Last June’s WTA Report noted that for the sixth consecutive year, no progress has been made in publicly releasing wait times for psychiatric care.

“There continues to be great unmet need among people with mental illness, despite the increased priority on mental health signaled by the development of provincial and national mental health strategies. Although it is not systematic ally tracked, we know that access to mental health services is a national problem that affects all Canadians.” says Dr. Suzane Renaud, CPA Past-President and co-spokesperson for the WTA.

Almost a third of Canadians who seek mental health care report that their needs are unmet or only partially met. The rate is even higher for children and youth. In Ontario, 60 per cent of family physicians rank access to psychiatrists as fair to poor. The Nanos poll found that nine out of 10 (92.2%) Canadians believe Canadians should have access to the same level of health care regardless of where they live.

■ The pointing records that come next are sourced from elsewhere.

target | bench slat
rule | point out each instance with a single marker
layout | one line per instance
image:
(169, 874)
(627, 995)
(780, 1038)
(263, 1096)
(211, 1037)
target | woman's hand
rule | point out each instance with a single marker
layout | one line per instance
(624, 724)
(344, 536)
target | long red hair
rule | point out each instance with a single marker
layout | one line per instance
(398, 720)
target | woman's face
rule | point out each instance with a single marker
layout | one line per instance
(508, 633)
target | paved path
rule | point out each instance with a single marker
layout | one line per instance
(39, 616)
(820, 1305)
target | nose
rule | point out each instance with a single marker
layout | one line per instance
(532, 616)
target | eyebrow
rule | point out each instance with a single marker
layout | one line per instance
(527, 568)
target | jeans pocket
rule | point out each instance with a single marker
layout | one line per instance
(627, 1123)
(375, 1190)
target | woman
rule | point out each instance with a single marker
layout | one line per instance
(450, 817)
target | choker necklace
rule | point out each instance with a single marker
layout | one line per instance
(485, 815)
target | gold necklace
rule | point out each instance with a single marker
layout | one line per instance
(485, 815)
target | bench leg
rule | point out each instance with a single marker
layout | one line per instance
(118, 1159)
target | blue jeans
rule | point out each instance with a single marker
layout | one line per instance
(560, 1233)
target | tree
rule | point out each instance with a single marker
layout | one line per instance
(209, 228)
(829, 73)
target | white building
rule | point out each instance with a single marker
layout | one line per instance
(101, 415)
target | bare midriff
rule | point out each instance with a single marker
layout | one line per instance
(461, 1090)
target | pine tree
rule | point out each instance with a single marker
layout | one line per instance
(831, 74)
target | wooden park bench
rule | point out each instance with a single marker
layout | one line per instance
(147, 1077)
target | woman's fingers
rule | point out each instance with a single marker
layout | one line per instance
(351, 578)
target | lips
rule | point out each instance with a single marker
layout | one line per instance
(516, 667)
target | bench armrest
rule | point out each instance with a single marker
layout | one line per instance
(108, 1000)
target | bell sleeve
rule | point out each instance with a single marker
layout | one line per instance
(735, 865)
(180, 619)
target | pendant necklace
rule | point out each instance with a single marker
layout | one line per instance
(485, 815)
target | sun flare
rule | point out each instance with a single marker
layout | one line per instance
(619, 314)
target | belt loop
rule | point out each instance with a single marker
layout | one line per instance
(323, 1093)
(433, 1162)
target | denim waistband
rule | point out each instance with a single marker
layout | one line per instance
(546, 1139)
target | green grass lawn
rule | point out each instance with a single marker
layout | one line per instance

A few regions across Canada have some objective measures to track access to psychiatric care but more needs to be done to link available datasets and develop a common set of indicators to capture how long Canadians are waiting for access to psychiatric services. “It would facilitate a ‘race to the top’ where provinces and territories could learn from one another and measure their success through directly comparable indicators,” explains Dr. Renaud.

The CPA would like to play a constructive role in accelerating the development, implementation and evaluation of innovative delivery models to improve access and health outcomes. For example, over the last 20 years the Hamilton Family Health Team has successfully integrated psychiatrists and mental health counselors into the offices—an initiative that has grown to include 150 family physicians. This has been found to substantially increase the number of people referred for mental health assessments, reduce waiting times and lead to more efficient communication and coordination of care.

Although tracking wait times in health is a provincial responsibility, the federal government, through the Mental Health Commission of Canada and the Canadian Institute for Health Information, has a role to play in developing a common approach to measuring access to care.

The federal government also has a key role to play in developing and collecting comparable mental health expenditure data. Nine in 10 (91%) Canadians want to be able to compare healthcare expenditures and health outcomes by province and across Canada to understand how healthcare can be improved, found the Nanos poll.

“The Canadian Psychiatric Association would also like to see the federal government work closely with the provinces and territories to facilitate the identification and scale-up of proven service delivery innovations by creating a Mental Health Innovation Fund,” says Dr. Renaud.

The Canadian Psychiatric Association is the national voice for Canada’s 4,700 psychiatrists and more than 600 psychiatric residents. Founded in 1951, the CPA is dedicated to promoting an environment that fosters excellence in the provision of clinical care, education and research.